第606章 誘惑(1 / 2)

她忽然覺得美好,一切都那麼美好,世界充滿了希望,人生也是,甚至,對於殺掉趙德基也充滿了希望。盡管,她心裏並不那麼急切地存著複仇的念頭了。甚至淡化了,隻想活著,好好活著。

隻因為秦大王這一次奇跡般的生還——他的生還,而帶來無窮無盡的活力。

盡管,她自己還是有著林林總總的大小傷。卻連疼痛也感覺不到了。歡樂,是那麼奇妙的一劑靈藥,令人不藥而愈。

她總是拉著他的手,有時,脈脈地看他一眼。

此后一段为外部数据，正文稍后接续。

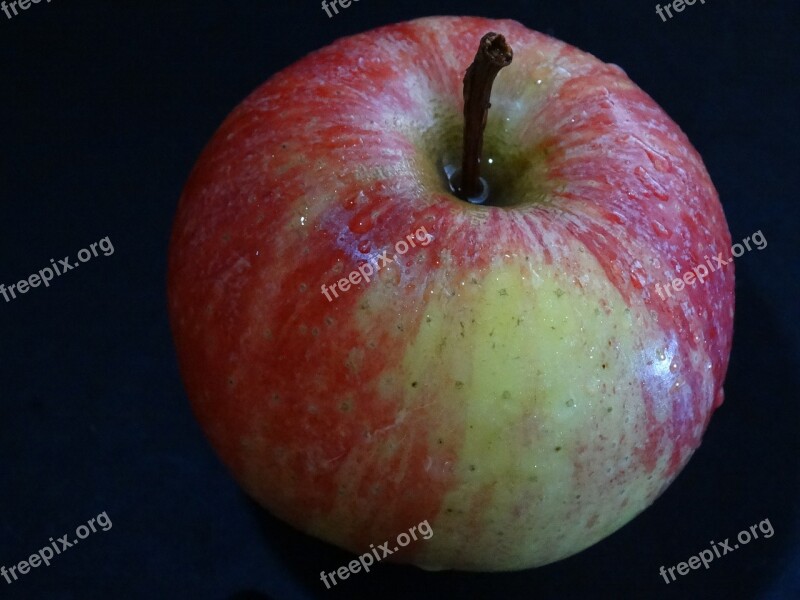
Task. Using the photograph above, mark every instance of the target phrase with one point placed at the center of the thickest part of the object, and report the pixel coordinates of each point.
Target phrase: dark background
(104, 107)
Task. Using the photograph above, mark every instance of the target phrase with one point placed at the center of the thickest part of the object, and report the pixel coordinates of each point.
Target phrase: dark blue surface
(104, 107)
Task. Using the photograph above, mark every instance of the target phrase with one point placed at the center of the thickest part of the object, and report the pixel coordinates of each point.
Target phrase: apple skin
(517, 382)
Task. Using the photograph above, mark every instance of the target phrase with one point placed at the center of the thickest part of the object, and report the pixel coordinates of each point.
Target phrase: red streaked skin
(353, 419)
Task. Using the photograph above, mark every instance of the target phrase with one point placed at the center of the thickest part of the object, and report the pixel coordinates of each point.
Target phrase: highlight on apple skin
(515, 381)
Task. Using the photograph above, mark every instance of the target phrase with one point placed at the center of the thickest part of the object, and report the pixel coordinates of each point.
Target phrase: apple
(515, 380)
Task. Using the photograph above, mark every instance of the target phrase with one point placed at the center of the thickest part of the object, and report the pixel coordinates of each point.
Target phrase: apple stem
(493, 54)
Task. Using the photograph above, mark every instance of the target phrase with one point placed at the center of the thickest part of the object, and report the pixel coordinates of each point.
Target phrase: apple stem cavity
(493, 54)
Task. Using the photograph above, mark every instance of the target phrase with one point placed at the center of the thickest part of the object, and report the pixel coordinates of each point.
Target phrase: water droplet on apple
(361, 223)
(651, 184)
(660, 230)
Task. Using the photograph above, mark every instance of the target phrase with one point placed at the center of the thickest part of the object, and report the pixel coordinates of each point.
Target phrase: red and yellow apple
(515, 381)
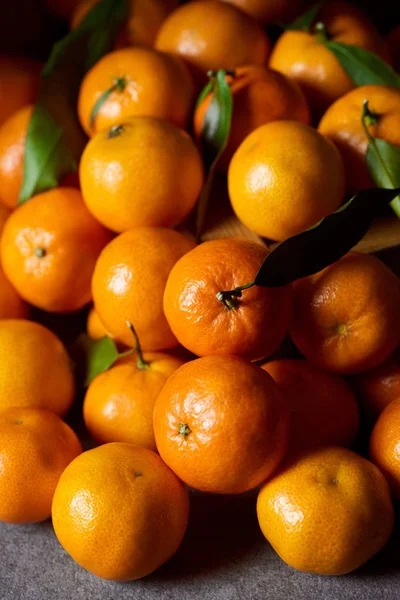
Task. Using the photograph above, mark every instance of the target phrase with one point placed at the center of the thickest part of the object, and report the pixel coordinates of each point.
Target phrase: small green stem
(119, 85)
(141, 363)
(230, 298)
(369, 117)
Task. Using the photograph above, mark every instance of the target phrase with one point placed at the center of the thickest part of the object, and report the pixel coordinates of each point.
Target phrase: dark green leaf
(311, 251)
(214, 136)
(304, 22)
(97, 355)
(55, 139)
(363, 67)
(383, 162)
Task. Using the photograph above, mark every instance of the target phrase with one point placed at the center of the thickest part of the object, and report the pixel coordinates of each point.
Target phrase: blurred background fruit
(35, 447)
(144, 172)
(119, 511)
(278, 181)
(210, 440)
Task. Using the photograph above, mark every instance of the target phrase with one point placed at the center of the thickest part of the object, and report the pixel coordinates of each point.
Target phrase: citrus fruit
(119, 511)
(49, 248)
(12, 149)
(213, 35)
(142, 24)
(252, 325)
(278, 180)
(221, 424)
(94, 327)
(326, 511)
(35, 447)
(143, 172)
(143, 82)
(36, 371)
(345, 316)
(342, 124)
(324, 411)
(260, 95)
(119, 403)
(19, 84)
(303, 55)
(378, 387)
(11, 305)
(271, 11)
(129, 281)
(385, 443)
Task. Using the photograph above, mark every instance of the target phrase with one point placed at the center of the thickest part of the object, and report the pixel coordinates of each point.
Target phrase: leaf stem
(370, 117)
(119, 85)
(230, 298)
(141, 363)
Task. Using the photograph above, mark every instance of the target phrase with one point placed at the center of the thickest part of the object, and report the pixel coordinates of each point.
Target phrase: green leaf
(304, 22)
(97, 355)
(55, 140)
(318, 247)
(214, 136)
(363, 67)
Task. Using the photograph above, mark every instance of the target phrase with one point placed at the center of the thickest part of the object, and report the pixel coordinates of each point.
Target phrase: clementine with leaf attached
(142, 24)
(278, 180)
(144, 172)
(119, 403)
(344, 317)
(213, 35)
(384, 445)
(36, 371)
(19, 84)
(207, 319)
(12, 153)
(326, 511)
(129, 281)
(260, 95)
(221, 424)
(342, 124)
(119, 511)
(35, 448)
(303, 56)
(49, 248)
(323, 409)
(135, 81)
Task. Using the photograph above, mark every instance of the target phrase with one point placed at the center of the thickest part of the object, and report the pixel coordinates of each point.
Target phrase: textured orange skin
(377, 388)
(303, 56)
(11, 305)
(342, 124)
(324, 411)
(394, 47)
(117, 524)
(385, 443)
(36, 370)
(35, 447)
(12, 148)
(143, 22)
(203, 324)
(260, 95)
(158, 85)
(271, 11)
(213, 35)
(150, 174)
(129, 281)
(278, 180)
(326, 511)
(358, 293)
(19, 84)
(238, 419)
(58, 222)
(119, 403)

他縱然在重傷裏,也覺得那種令人燃燒的柔情。

那是她的柔情啊,脈脈。

幾十年了,才知道心跳的感覺。

行軍很慢,到了傍晚,來到一個狹長的山穀。篝火燃燒,載歌載舞,在這狹長的山穀裏,自成一個奇妙的熱鬧世界。劉武甚至還獵到了幾隻大野豬。但野豬貌似也吃不到什麼東西,餓得精瘦。放在火上一烤,油香嗞嗞地冒著。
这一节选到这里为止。